So what is anger? Dr. Charles Spielberger, PhD, a psychologist who specializes n the study of anger, says in a document distributed by the American Psychological Association that anger is “an emotional state that varies in intensity from mild irritation to intense fury and rage.”
Definitions are great, but most of us know anger when we feel it. Our hearts pump loudly in our chest, adrenaline courses through our veins. The head feels like it’s about to explode.
In fact just the other day I was on my home computer happily typing away until something went haywire with the program I was using and I lost an hour’s worth of work. Of course I grew angry. “What the…?!!” I said out loud to my computer.
My husband who was standing nearby asked me what was wrong. Although he is a computer tech, I knew there was no fixing the problem.
Out of frustration I wanted to yell at him too, just for asking if he could help. But thankfully until I regained my composure I knew the best thing to do was to hold my tongue—just as I would have done if I were in an office environment and a colleague approached me when I was in the midst of a disaster.
Or to use a metaphor that I saw on Kid’s Health.org, I thought of my temper as a spirited puppy that I had to get under control.
After a few seconds, I managed to say in a somewhat pleasant voice: “No, that’s okay, Dear I’ll work this out myself.” Then I “shifted” as suggested by Kids Health. I got away from the computer and focused on something else until the disappointment from losing my work wasn’t so distressing. By the end of the night, I’d recreated the document I lost, and was able to tell my husband what had happened. I was even able to laugh about it!
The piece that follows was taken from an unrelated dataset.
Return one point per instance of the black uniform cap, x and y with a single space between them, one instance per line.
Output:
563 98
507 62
From all of this I’ve developed a theory. Maybe there are so many websites devoted to training children to handle their anger because we as parents weren’t taught many healthy coping techniques to successfully handle this very natural emotion.
And as we are teaching our children ways to deal with stress and frustration, we’re in fact also learning these very important life skills for the first time ourselves.